Please stop telling me to ‘manage’ my supervisor!



I’m pretty over being told to manage my supervisors. What I’d like to know, is what were they meant to be doing, and how do I plug the gaps?

Before I started my Phd, I’d read a lot of advice about it being my responsibility to manage my supervision, and in my first meeting, I tried to have the conversation I would have with any new member of my team about ways of working and so on.

Dismal fail.

The relationship only went down hill from there. I noticed it deteriorating and tried to rescue it. I even flagged in a supervision meeting that I wasn’t sure we’d paid enough attention to the relational work, and maybe we should do coffee or lunch. My distress was obvious. I was in tears. But one supervisor (I have two) responded that she was busy, and I was getting my time.

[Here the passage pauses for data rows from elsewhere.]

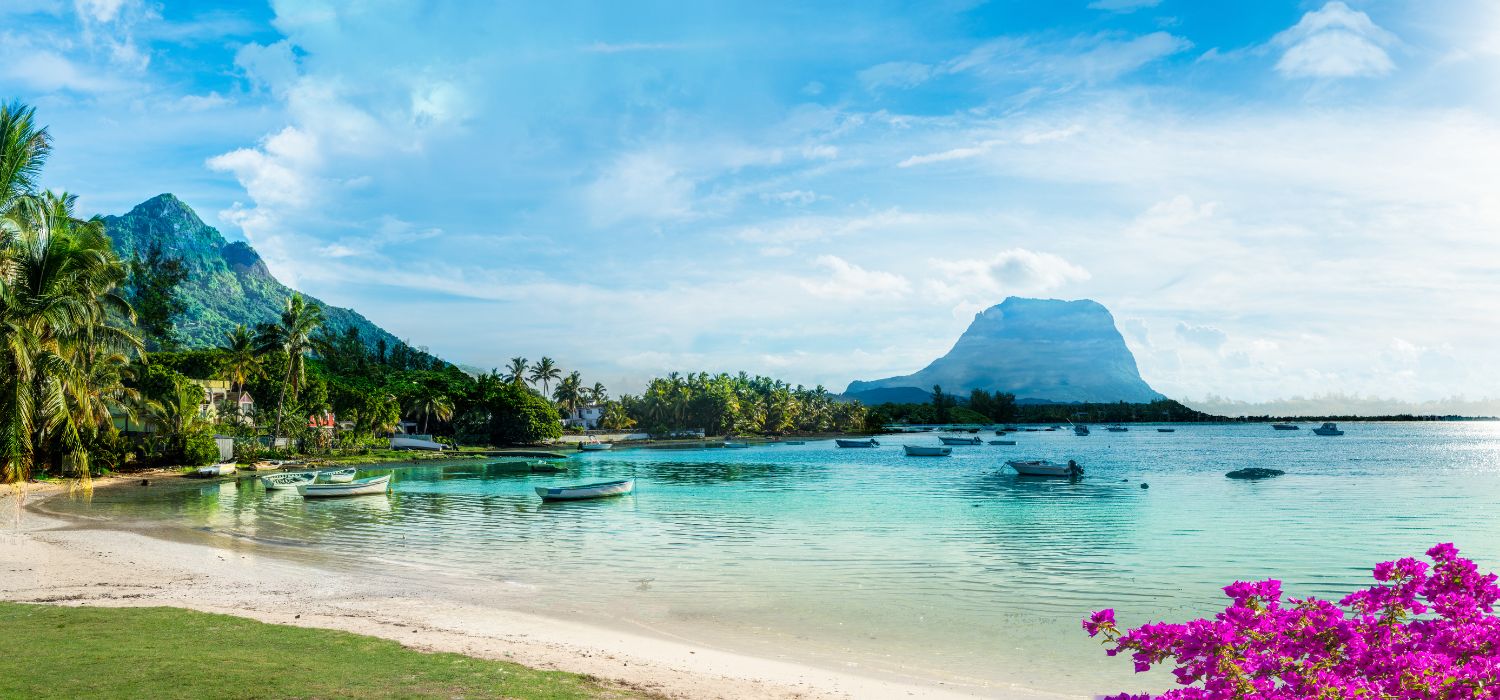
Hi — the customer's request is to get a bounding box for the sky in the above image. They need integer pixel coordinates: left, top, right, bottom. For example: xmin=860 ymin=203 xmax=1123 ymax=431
xmin=0 ymin=0 xmax=1500 ymax=406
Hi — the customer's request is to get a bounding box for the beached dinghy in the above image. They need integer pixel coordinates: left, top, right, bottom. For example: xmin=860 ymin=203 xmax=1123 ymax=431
xmin=902 ymin=445 xmax=953 ymax=457
xmin=261 ymin=472 xmax=318 ymax=492
xmin=938 ymin=438 xmax=984 ymax=445
xmin=297 ymin=474 xmax=390 ymax=498
xmin=1007 ymin=459 xmax=1083 ymax=477
xmin=318 ymin=468 xmax=354 ymax=484
xmin=537 ymin=478 xmax=636 ymax=501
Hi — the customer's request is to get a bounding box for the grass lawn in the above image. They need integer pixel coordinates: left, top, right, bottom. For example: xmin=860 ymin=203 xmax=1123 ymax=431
xmin=0 ymin=603 xmax=639 ymax=700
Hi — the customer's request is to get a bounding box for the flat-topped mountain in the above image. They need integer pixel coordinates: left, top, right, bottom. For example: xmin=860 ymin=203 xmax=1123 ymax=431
xmin=845 ymin=297 xmax=1163 ymax=403
xmin=104 ymin=195 xmax=401 ymax=348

That made it a whole lot easier, when the ‘busy one’ decided she wanted to leave my supervision team, and made transparently pathetic administrative excuses to do so.She was replaced with someone, who the department picked, who doesn’t really share an interest in either my method or topic, although she is generally nice, so that was a step forward.

But 15 months in, I’m still not really sure what the point of supervision is. On good days, I think it doesn’t matter. I’m still fascinated by my topic, and awed by my research partners. On bad days, I’m alternatively sad or mad.

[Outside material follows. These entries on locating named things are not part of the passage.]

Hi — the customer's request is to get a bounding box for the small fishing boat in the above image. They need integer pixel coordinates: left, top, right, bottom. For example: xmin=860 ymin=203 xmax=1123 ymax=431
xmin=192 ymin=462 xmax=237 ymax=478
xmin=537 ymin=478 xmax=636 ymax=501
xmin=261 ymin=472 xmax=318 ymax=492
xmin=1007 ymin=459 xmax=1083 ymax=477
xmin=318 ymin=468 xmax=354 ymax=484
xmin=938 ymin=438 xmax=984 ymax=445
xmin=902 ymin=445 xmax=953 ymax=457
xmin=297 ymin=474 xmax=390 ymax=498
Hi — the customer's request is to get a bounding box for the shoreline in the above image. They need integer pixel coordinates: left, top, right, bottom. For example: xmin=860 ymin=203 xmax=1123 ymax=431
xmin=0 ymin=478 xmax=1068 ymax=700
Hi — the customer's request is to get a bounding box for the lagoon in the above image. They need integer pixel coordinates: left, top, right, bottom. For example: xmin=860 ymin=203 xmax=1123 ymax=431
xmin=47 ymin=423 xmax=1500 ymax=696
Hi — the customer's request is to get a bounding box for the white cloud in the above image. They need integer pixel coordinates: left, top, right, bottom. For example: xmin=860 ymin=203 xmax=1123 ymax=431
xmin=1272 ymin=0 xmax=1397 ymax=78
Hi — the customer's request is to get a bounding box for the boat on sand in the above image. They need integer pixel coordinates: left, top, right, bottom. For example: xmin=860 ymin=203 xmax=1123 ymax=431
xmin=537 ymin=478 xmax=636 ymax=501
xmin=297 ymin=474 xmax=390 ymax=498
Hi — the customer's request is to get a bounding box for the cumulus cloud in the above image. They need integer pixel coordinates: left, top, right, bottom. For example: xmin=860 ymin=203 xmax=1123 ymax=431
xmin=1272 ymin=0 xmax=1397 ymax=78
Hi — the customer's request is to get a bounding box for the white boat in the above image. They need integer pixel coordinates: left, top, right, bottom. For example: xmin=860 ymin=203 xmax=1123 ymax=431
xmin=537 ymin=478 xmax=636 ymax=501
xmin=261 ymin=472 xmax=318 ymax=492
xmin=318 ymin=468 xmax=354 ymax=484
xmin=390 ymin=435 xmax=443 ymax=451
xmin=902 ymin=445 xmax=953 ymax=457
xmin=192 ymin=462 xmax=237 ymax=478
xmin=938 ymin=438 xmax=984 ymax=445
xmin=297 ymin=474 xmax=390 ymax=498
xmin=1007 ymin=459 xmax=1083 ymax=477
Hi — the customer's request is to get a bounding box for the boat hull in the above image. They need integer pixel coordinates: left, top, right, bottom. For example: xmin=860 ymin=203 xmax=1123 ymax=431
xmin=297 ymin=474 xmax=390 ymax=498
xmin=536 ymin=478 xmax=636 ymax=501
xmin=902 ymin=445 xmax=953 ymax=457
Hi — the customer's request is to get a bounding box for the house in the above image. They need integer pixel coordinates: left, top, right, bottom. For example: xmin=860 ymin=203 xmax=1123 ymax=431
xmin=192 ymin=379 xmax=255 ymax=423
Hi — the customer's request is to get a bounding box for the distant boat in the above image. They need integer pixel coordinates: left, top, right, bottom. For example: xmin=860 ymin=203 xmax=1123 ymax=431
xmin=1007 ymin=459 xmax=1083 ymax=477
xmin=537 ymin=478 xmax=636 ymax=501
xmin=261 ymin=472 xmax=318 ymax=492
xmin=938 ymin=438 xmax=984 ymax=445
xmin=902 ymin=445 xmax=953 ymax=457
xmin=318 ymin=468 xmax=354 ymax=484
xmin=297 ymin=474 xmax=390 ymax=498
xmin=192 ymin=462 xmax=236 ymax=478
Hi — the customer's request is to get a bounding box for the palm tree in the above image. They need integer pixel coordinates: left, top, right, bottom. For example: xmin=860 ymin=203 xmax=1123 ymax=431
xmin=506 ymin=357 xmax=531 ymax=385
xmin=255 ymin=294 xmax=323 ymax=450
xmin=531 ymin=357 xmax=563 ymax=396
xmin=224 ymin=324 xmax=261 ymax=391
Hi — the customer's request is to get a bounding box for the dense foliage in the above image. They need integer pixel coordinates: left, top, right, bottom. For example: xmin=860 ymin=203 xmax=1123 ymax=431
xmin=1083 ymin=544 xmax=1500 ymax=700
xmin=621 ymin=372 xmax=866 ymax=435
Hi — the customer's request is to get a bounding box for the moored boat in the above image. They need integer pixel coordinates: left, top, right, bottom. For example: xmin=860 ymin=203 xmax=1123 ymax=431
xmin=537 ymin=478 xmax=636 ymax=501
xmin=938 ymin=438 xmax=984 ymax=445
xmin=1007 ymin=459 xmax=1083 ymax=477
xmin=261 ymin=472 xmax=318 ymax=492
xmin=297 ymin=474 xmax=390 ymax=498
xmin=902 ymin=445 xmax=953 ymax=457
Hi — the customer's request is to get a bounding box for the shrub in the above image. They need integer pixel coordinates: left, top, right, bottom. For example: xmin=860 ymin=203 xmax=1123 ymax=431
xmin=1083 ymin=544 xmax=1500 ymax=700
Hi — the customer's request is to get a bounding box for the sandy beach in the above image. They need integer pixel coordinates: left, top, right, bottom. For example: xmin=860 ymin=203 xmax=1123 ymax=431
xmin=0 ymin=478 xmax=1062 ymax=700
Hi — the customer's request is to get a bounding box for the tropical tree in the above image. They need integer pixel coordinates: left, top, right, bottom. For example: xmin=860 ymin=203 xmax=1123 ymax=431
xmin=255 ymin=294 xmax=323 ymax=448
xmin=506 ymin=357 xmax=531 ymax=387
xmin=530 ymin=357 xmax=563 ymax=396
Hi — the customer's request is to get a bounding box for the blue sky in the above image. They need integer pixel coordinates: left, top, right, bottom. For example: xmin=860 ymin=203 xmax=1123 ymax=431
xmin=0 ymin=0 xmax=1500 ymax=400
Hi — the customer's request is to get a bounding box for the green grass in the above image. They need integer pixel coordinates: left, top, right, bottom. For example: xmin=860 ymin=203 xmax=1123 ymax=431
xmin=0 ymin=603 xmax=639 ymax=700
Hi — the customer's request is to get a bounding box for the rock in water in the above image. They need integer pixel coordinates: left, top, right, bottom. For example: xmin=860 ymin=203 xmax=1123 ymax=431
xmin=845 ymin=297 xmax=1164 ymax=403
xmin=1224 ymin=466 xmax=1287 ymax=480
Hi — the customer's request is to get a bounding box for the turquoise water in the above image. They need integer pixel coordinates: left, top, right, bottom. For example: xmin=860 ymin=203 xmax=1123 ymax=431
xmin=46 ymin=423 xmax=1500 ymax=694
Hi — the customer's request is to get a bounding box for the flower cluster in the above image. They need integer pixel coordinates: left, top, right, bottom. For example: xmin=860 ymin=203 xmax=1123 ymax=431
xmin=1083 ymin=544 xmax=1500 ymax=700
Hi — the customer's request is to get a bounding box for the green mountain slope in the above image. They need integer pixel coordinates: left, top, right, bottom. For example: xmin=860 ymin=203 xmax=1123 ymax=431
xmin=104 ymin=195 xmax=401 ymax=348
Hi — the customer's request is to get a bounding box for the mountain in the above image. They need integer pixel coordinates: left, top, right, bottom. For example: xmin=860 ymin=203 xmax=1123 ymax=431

Sad days, I dwell on the lack of support and guidance I feel from my supervisors. For example, at my annual review a panel member asked if I had gone to a particular conference earlier in the year. The answer was no, but the question was a good one. It’s exactly the academic community my work sits within, but despite one of my supervisors participating in the conference, it apparently hadn’t occurred to them to mention it to me, or suggest I go.

Mad days, I have the energy to do something about it. I work on building my own networks to get the support and advice I feel I need. And, I take practical action to build a community on campus to support research students.

Poetically, this urge to action is what caused the original issues with the ‘busy one’, but it will in the end be what gets me and others through. A research student community sharing what we’ve learned about surviving and thriving through our Phds.